When querying the "Customer" class, all the involved clusters are scanned:

Class-Custer

If you know the location of a customer you're looking for you can query the target cluster directly. This avoids scanning the other clusters and optimizes the query:

Class-Custer

The benefits of using different physical places to store records are:

  • faster queries against clusters because only a sub-set of all the class's clusters must be searched
  • good partitioning allows you to reduce/remove the use of indexes
  • parallel queries if on multiple disks
  • sharding large data sets across multiple disks or server instances

There are two types of clusters:

  • Physical cluster (known as local) which is persistent because it writes directly to the file system
  • Memory Cluster where everything is volatile and will be lost on termination of the process or server if the database is remote

For most cases physical clusters are preferred because the database must be persistent. OrientDB creates physical clusters by default so you don't have to worry too much about it for now.

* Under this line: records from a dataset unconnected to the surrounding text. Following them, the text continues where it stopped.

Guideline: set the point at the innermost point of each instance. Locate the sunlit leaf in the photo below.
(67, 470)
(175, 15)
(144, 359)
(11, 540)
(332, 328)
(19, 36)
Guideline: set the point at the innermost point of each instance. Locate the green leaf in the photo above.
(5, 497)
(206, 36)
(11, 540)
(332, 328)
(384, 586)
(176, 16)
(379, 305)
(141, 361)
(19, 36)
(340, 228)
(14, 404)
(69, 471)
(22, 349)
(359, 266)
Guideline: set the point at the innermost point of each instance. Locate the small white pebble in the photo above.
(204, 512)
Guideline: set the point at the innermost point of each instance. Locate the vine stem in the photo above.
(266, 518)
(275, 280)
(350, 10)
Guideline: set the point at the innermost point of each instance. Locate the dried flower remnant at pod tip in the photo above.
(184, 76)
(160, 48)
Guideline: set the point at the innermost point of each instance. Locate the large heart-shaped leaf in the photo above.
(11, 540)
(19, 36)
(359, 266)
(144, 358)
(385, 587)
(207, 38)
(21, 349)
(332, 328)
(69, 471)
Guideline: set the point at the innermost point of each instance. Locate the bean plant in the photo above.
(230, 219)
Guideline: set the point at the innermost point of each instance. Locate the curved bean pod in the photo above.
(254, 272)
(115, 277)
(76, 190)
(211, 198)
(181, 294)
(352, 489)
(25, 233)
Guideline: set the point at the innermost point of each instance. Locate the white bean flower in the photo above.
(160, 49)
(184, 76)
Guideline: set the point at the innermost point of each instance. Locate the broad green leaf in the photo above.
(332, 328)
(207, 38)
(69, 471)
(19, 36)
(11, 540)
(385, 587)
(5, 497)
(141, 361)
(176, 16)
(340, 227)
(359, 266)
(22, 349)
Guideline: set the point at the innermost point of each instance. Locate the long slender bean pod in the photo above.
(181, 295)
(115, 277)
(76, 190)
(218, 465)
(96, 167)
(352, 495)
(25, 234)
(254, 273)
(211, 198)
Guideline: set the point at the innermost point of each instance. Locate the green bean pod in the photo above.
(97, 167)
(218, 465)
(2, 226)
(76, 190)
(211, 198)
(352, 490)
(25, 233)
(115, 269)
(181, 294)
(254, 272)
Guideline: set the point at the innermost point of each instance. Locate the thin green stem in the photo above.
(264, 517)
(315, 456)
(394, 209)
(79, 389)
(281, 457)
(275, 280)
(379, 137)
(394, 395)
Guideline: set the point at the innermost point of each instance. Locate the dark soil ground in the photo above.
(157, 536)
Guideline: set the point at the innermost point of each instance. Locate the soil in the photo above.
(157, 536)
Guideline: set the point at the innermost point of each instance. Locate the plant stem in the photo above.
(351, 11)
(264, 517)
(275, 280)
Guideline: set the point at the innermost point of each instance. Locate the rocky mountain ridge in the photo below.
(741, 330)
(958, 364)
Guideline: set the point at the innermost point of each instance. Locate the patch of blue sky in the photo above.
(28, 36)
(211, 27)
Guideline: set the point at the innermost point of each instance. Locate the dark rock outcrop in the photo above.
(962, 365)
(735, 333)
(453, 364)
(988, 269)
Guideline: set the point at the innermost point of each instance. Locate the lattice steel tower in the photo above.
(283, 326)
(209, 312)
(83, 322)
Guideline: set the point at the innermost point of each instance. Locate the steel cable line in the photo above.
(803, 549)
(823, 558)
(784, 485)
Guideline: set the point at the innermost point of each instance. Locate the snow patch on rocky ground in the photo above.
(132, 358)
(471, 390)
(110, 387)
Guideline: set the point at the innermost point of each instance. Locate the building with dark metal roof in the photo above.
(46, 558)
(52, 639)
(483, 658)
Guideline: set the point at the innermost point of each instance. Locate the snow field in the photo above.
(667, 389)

To view all clusters, from the console run the clusters command:

orientdb> clusters

CLUSTERS:
----------------------------------------------+------+---------------------+-----------+
 NAME                                         |  ID  | TYPE                | RECORDS   |
----------------------------------------------+------+---------------------+-----------+
 account                                      |    11| PHYSICAL            |      1107 |
 actor                                        |    91| PHYSICAL            |         3 |
 address                                      |    19| PHYSICAL            |       166 |
 animal                                       |    17| PHYSICAL            |         0 |
 animalrace                                   |    16| PHYSICAL            |         2 |
 ....                                         |  ....| ....                |      .... |
----------------------------------------------+------+---------------------+-----------+
 TOTAL                                                                           23481 |
---------------------------------------------------------------------------------------+

Since by default each class has its own cluster, we can query the database's users by class or by cluster:

orientdb> browse cluster OUser

---+---------+--------------------+--------------------+--------------------+--------------------
  #| RID     |name                |password            |status              |roles
---+---------+--------------------+--------------------+--------------------+--------------------
  0|     #5:0|admin               |{SHA-256}8C6976E5B5410415BDE908BD4DEE15DFB167A9C873FC4BB8A81F6F2AB448A918|ACTIVE              |[1]
  1|     #5:1|reader              |{SHA-256}3D0941964AA3EBDCB00CCEF58B1BB399F9F898465E9886D5AEC7F31090A0FB30|ACTIVE              |[1]
  2|     #5:2|writer              |{SHA-256}B93006774CBDD4B299389A03AC3D88C3A76B460D538795BC12718011A909FBA5|ACTIVE              |[1]
---+---------+--------------------+--------------------+--------------------+--------------------

The result is identical to browse class ouser executed in the classes section because there is only one cluster for the OUser class in this example.